Dieses Versäumnis ist als grob behandlungsfehlerhaft zu bewerten. Ein Kompartmentsyndrom stellt eine schwerwiegende Erkrankung dar, die sogar zum Verlust von Gliedmaßen führen kann. Aufgrund des groben Behandlungsfehlers kommt dem Kläger hier eine Beweislastumkehr zugute. Es ist daher davon auszugehen, dass die weiteren schwerwiegenden Behandlungsfolgen, insbesondere die Notwendigkeit zur Amputation des rechten Unterarms, auf die fehlerhaft zu späte Behandlung des Kompartmentsyndroms zurückzuführen sind. Der Höhe nach ist ein Schmerzensgeld von 50.000 € notwendig und angemessen. Der Kläger wird sein Leben lang mit den aus der Amputation resultierenden Beeinträchtigungen leben müssen.
Bewertung
Der Entscheidung des Oberlandesgerichts Hamm ist vorliegend zu zustimmen.
Behandlungsfehler können in den unterschiedlichsten Bereichen der medizinischen Versorgung geschehen – bei der Aufklärung im Patientengespräch oder bei der Befunderhebung genauso wie bei einer Operation oder der Auswahl von Medikamenten. Allgemein lässt sich sagen, dass ein Behandlungsfehler dann vorliegt, wenn die medizinische Maßnahme nicht dem allgemein anerkannten Standard entspricht, der im Zeitpunkt ihrer Durchführung besteht.

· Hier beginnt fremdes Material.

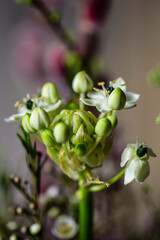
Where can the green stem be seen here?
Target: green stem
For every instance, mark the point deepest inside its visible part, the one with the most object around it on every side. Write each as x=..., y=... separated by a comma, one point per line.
x=81, y=104
x=113, y=180
x=85, y=213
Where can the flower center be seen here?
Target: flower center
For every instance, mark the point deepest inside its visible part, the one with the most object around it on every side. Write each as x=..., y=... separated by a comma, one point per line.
x=29, y=104
x=141, y=151
x=110, y=89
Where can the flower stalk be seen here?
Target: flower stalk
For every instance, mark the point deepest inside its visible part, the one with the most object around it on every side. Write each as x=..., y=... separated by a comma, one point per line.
x=85, y=212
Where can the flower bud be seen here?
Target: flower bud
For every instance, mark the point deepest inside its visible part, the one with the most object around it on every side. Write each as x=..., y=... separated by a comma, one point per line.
x=82, y=83
x=61, y=132
x=35, y=228
x=142, y=172
x=103, y=127
x=26, y=123
x=13, y=237
x=81, y=149
x=47, y=137
x=39, y=119
x=53, y=153
x=117, y=99
x=113, y=118
x=50, y=92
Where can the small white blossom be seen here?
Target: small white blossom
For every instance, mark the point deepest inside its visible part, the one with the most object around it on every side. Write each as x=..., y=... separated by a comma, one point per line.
x=64, y=227
x=29, y=105
x=100, y=97
x=136, y=156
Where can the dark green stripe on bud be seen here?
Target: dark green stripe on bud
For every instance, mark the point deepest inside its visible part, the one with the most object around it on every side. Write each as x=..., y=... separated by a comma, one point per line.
x=81, y=149
x=82, y=83
x=103, y=127
x=117, y=99
x=35, y=229
x=50, y=92
x=61, y=132
x=26, y=123
x=47, y=137
x=39, y=119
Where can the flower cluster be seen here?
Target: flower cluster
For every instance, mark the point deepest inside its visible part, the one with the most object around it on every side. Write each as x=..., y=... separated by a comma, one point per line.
x=75, y=138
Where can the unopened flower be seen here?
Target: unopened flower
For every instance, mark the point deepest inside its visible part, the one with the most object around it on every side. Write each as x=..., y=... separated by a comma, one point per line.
x=39, y=119
x=65, y=227
x=35, y=228
x=115, y=97
x=29, y=104
x=82, y=83
x=136, y=156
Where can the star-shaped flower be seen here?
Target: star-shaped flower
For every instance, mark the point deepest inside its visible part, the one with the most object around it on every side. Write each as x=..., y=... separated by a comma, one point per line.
x=136, y=156
x=101, y=98
x=29, y=104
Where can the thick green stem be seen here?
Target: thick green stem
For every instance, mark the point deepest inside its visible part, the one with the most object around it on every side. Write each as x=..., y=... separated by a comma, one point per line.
x=97, y=188
x=85, y=213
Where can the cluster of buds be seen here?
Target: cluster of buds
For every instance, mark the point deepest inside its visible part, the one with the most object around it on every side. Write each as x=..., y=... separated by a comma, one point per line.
x=75, y=138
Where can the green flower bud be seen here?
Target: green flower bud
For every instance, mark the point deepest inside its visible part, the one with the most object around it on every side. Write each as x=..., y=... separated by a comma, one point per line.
x=47, y=137
x=82, y=83
x=53, y=153
x=61, y=132
x=50, y=92
x=26, y=123
x=13, y=237
x=117, y=99
x=113, y=118
x=103, y=127
x=35, y=228
x=142, y=172
x=39, y=119
x=81, y=149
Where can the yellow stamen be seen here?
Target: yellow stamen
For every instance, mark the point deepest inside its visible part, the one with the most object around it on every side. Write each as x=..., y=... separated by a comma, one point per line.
x=16, y=104
x=21, y=105
x=24, y=100
x=101, y=84
x=96, y=89
x=40, y=98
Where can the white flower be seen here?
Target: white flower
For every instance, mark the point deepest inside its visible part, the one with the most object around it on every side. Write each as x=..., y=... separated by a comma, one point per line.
x=100, y=98
x=136, y=156
x=64, y=227
x=29, y=105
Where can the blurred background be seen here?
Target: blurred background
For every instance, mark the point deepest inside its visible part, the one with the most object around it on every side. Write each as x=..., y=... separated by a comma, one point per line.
x=128, y=36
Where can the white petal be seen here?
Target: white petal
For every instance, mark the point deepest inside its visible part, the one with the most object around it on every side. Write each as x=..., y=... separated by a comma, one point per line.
x=142, y=171
x=132, y=97
x=51, y=107
x=128, y=154
x=129, y=105
x=130, y=171
x=119, y=82
x=15, y=117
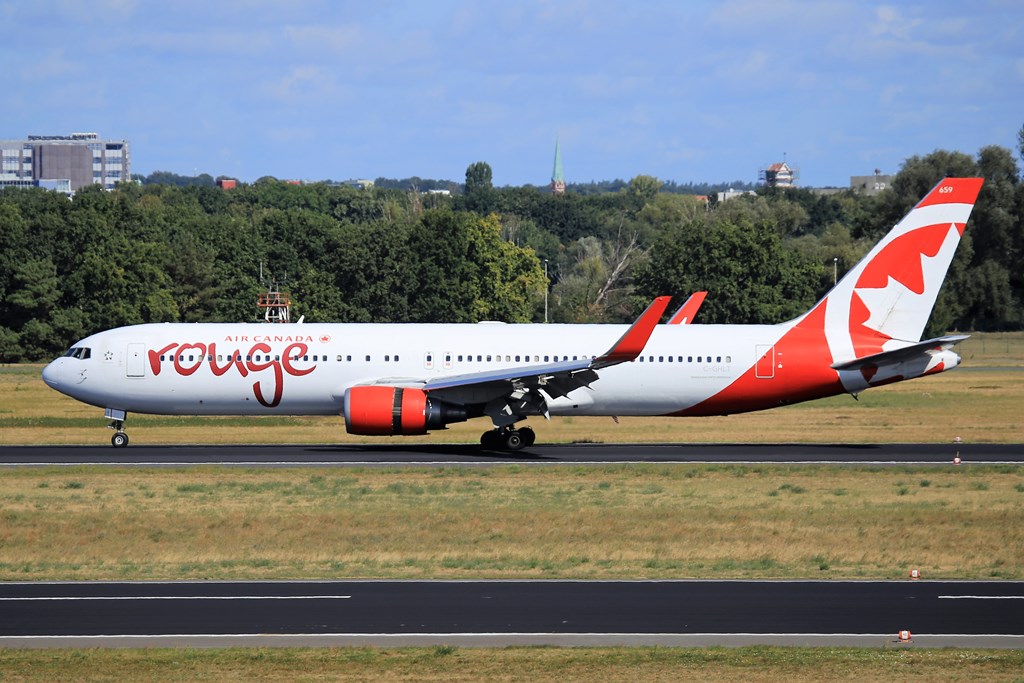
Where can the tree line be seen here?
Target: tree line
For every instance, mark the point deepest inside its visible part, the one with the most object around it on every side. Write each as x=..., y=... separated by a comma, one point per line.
x=179, y=251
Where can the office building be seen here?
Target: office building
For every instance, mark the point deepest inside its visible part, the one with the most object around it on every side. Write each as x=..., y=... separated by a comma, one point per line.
x=64, y=162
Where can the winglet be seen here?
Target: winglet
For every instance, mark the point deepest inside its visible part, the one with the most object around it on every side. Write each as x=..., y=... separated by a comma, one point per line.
x=688, y=310
x=631, y=344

Von einem Hausarzt mittlerer Art und Güte kann verlangt werden, nach einer Gipsschienenbehandlung bei der anschließenden Nachsorgeuntersuchung die Möglichkeit eines Kompartmentsyndroms in Betracht zu ziehen und daraufhin Folgemaßnahmen zu ergreifen. Der Patient schilderte vorliegend typische Symptome, welche nicht in ausreichendem Maße abgeklärt wurden. Dies wird richtigerweise als grober Behandlungsfehler gewertet. Die Tatsache, dass das Kompartmentsyndrom bereits so weit fortgeschritten war, dass der rechte Unterarm des Klägers amputiert werden musste, zeigt deutlich die enorme Schwere des Behandlungsfehlers. Dem Kläger steht somit ein angemessenes Schmerzensgeld zu, wobei die Höhe im Ermessen des gerichtlichen Spruchkörpers steht.